【完】嘘から始まる初恋ウェディング
♡4♡ *SIDE翔* 俺らしくない。
♡4♡ *SIDE翔* 俺らしくない。
ルナに婚約者がいるのは、元々聞いていた。
まさか今日社長が自宅に連れて来るとは思ってもみなかったが。
阿久津フーズファクトリーは、チェリーチョコレートカンパニーほどではないが大きな食品会社だ。

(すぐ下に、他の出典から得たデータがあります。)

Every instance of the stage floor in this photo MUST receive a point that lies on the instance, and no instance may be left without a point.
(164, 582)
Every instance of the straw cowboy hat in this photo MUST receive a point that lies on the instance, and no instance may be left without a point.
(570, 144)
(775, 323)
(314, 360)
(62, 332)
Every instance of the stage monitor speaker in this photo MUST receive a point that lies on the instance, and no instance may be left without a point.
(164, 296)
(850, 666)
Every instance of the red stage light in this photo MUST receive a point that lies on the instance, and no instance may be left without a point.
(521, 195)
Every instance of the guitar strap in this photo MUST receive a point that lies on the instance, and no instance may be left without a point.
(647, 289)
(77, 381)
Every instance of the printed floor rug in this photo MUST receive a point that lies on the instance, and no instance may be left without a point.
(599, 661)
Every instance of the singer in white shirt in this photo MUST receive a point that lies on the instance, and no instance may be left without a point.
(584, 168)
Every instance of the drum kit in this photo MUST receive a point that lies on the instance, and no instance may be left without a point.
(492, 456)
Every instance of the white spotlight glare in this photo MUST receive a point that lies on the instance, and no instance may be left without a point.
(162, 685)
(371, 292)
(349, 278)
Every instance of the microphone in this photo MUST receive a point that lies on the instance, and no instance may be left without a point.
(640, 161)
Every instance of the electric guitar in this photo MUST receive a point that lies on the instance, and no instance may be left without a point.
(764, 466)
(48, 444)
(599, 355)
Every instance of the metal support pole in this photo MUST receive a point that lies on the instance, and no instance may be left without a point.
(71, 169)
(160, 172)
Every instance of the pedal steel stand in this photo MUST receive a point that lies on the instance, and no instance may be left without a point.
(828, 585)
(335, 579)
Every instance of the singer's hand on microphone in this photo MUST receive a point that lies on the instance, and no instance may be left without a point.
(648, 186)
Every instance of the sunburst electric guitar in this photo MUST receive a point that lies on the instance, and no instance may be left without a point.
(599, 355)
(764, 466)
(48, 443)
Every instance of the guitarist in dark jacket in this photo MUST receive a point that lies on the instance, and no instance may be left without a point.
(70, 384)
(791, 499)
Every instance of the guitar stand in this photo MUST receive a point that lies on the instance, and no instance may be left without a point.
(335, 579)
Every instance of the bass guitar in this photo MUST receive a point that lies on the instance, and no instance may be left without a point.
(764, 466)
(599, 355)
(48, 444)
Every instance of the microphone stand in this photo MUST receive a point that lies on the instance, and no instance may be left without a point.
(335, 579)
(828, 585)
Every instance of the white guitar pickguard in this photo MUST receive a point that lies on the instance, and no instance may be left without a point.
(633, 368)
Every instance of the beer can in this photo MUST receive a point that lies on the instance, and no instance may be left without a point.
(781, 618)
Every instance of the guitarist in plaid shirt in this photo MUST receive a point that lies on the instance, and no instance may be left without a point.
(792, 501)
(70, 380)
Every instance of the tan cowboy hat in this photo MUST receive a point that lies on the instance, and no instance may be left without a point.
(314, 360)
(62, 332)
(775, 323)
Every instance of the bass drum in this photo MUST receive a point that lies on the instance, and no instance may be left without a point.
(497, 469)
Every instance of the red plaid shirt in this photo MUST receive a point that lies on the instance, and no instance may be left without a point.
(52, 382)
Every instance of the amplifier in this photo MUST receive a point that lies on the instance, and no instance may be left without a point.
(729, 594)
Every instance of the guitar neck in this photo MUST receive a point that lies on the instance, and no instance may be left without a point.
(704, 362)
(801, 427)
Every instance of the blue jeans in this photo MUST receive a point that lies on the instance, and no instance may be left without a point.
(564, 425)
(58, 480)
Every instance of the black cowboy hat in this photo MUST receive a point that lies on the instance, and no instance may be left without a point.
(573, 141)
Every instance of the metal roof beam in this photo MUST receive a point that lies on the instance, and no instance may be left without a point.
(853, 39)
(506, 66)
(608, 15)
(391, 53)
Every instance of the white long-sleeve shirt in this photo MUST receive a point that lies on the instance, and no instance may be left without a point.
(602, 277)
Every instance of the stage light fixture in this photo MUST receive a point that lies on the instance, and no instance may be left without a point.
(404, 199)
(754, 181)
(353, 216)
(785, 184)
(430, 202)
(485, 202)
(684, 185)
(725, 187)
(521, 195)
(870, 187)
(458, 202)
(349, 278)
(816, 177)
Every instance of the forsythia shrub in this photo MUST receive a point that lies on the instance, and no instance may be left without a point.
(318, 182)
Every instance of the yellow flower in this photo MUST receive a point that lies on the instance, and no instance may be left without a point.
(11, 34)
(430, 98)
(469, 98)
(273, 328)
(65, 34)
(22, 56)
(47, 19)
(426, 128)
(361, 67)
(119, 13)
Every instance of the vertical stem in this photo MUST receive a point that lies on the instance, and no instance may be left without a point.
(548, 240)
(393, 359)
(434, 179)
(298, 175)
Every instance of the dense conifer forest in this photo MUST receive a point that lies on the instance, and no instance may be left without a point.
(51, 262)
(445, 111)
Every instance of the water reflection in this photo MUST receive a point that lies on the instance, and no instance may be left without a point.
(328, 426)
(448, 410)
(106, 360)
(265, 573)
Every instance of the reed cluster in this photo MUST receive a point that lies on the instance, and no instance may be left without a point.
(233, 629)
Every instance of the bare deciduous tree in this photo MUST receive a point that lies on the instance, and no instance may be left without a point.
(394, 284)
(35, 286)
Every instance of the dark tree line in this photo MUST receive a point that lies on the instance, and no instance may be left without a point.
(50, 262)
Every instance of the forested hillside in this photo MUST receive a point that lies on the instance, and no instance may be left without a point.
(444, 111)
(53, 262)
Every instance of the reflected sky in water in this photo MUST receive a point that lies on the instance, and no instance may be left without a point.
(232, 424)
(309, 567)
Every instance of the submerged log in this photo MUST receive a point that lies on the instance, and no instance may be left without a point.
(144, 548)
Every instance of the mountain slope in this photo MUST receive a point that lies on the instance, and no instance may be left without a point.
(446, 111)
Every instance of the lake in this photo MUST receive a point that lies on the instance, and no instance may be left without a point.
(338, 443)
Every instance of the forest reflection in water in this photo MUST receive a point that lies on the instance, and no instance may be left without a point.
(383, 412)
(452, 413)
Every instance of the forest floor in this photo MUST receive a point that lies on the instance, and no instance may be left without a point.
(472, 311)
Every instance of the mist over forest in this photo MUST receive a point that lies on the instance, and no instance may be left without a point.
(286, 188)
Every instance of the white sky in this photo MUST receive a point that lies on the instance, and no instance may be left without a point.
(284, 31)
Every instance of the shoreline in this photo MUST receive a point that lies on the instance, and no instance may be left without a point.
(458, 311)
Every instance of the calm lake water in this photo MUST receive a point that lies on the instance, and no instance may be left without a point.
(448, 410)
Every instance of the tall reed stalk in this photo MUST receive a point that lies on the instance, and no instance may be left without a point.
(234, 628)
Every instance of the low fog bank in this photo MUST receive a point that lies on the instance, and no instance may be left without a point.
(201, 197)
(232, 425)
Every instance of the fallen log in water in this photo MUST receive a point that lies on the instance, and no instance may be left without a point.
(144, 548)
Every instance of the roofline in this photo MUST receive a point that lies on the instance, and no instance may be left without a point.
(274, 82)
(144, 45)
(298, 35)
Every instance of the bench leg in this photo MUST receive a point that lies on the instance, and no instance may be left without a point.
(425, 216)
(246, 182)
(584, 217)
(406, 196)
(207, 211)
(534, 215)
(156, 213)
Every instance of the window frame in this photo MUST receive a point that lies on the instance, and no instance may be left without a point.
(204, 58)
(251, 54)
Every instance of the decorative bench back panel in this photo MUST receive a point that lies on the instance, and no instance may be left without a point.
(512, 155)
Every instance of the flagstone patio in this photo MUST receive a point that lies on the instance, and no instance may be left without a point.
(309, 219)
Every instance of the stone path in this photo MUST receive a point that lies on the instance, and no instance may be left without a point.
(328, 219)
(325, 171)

そしてルナが馴れ馴れしく’ほっくん’と呼んでいた 阿久津 北斗は…見るからに育ちの良さそうな坊ちゃんだった。
俺とは違う。作られた品行方正ではなく、生まれた時からの育ちの良さを窺わせる、爽やかなイケメンだった。 …俺より全然王子様っぽいじゃねぇか。
意味が分からない。 けれどあいつに自己紹介をされた時、胸がもやっとした。 はっきりと婚約を断らないルナにも苛ついた。 って、俺が何で苛つかなきゃいけねぇーんだよッ。
部屋の大きな窓を開けて、煙草に火をつける。窓から見えるは、今日も月の綺麗な夜。柔らかい光を放つ神秘的な光。 心が浮かない。